Mercury is a toxic, persistent pollutant that accumulates in the food chain. While fossil fuel-fired power plants are the largest remaining source of human-generated mercury emissions in the United States, they contribute only a small amount (about 1%) of total annual mercury emissions worldwide.
Particulate Matter (PM) refers to fine particles and liquid droplets small enough to become airborne. This can include SO2, SO3 and fly ash created by industrial combustion processes.

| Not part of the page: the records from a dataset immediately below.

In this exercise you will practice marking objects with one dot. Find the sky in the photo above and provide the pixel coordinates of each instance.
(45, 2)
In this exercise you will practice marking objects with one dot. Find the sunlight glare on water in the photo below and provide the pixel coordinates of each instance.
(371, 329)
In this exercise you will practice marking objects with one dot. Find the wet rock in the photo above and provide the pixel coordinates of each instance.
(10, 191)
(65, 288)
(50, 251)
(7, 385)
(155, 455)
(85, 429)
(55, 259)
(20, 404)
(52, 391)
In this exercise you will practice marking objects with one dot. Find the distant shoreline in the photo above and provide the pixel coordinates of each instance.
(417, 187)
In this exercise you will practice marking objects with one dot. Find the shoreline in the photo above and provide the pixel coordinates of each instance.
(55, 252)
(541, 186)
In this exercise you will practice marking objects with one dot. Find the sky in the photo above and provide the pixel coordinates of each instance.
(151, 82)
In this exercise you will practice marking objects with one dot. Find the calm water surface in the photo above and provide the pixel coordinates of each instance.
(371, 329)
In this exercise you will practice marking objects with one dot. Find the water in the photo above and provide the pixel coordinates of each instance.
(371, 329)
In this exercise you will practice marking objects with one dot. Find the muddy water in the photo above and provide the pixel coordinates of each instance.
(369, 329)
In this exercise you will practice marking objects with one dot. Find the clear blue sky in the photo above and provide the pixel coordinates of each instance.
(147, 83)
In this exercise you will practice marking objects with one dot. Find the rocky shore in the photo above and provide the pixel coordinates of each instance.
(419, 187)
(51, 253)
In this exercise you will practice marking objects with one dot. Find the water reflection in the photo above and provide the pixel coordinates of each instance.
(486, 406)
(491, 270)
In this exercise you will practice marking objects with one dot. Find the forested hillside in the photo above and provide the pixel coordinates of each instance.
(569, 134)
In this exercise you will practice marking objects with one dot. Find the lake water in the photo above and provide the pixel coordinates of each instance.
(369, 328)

In utility boilers, industrial boilers, cement kilns and other fuel combustors, sulfur in fuel is converted into sulfur oxides (SO2, SO3) during combustion. Typically, over 98% of sulfur oxides in the boiler flue gas is SO2, with the remainder being SO3. SO2 and SO3 contribute to acid rain but there are differences in how these compounds are regulated and treated.
In utility and industrial boilers, cement kilns and other fuel combustors, all sulfur in fuel is converted into sulfur oxides (either SO2 or SO3), with approximately 1-2% being SO3. SO3 contributes to the formation of condensable or fine particle emissions, known as particulates (PM).